The starting point for the controversy over how to deal with multiple truths in planning was an article in the specialist journal "European Planning Studies". In it, planning scholars Benjamin Davy, Meike Levin-Keitel and Franziska Sielker (2023) discuss the theoretical and practical handling of the current "brutal plurality of truths". Davy et al. propose taking "polyrationality", i.e. the acceptance of different coexisting truths, seriously as a mode of planning practice. They argue in favour of a considered pluralistic approach to planning theory. The political scientist Gerd Lintz (2023) took the aforementioned article by Davy et al. as an opportunity to urgently warn against a kind of postmodern relativism in "Spatial Research and Planning" . According to Lintz, the "broad concept of truth and knowledge" is problematic because, among other things, it tends to devalue intersubjectively verifiable knowledge, i.e. the core of scientific knowledge acquisition, and thus makes interdisciplinary cooperation with the natural sciences, engineering, law and economics more difficult. Hence, while some advocate questioning both theoretically and practically how (supposedly objective) planning truths are created, Lintz emphasises the dangers of an overly broad concept of truth and knowledge.
In his commentary on this dispute, Christoph Sommer begins by pointing out its parallels with the "science wars" of the 1990s. The latter were - to put it very simply - a dispute between the sociology of science and the natural sciences. The former questioned the nature of scientific truth, while the latter defended itself against postmodern relativism. In his commentary on the debate, Christoph Sommer starts from the assumption that (in the words of sociologist Bruno Latour) "everyone, both scientists in the 'hard' and the 'soft' sciences, politicians and users, [...] have a legitimate interest in gaining as realistic an assessment as possible of what the sciences can and cannot do". Instead of conducting a fundamental debate in the style of a trench war between postmodern theorists on the one hand and "hard" scientists on the other, he argues in favour of looking at how planning-relevant knowledge is produced and what significance it has. In concrete terms, this means looking at data-supported knowledge production, which increasingly prepares, structures and potentially anticipates planning decisions.

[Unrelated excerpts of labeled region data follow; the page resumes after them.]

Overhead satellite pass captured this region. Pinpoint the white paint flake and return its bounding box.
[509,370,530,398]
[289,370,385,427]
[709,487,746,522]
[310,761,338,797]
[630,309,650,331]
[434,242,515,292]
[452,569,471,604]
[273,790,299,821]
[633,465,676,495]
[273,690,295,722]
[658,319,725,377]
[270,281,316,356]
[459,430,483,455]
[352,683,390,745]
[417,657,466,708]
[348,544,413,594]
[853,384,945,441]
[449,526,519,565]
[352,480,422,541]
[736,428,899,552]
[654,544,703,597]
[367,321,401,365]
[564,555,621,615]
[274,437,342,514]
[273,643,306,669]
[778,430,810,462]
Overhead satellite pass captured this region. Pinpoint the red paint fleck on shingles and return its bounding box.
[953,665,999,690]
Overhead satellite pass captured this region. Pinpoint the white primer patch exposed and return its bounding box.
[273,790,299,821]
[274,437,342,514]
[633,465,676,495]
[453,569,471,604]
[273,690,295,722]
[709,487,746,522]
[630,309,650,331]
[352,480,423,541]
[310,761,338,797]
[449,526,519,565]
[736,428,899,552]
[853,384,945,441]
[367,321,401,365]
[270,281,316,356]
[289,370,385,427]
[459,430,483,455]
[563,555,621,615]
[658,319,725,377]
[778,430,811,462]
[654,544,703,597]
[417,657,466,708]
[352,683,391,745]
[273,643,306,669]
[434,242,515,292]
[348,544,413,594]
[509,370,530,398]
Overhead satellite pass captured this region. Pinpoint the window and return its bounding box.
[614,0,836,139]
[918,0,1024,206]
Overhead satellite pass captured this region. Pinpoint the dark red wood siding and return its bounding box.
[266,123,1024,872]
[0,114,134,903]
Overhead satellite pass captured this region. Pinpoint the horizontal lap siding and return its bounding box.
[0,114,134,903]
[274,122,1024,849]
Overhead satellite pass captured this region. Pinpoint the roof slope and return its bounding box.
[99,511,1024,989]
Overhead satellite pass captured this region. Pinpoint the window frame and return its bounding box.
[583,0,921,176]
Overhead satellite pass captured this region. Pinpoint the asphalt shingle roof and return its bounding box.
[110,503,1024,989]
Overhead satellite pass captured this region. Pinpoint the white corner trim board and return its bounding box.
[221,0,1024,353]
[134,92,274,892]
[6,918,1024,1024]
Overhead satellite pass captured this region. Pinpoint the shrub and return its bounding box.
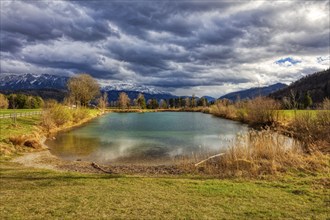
[73,108,89,122]
[44,99,58,109]
[322,98,330,110]
[246,97,280,125]
[211,100,237,119]
[49,104,72,126]
[198,130,329,177]
[290,110,330,153]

In Christoph Sommer's view, a radical belief in the scientific rationality inherent in data and its action-guiding effect ("follow the science") would have the potential to depoliticise planning. Ultimately, it would only be a matter of "rational" modelling of competing uses of space. Planning decisions would be legitimised primarily "from the data". What is needed, however, is a planning policy negotiation of spatial development goals orientated towards the common good. This is why a critical examination of various data modelling methods produced by different disciplines and stakeholders is needed. This approach offers a double connectivity: on the one hand, planning practice recognises the problem of being confronted with different rationalities of thought. In Sommer's opinion, there is potential here for fruitful exchange and joint research with practitioners (transdisciplinary research). On the other hand, a dialogue on data-based knowledge production can also be conducted well with representatives of other scientific disciplines.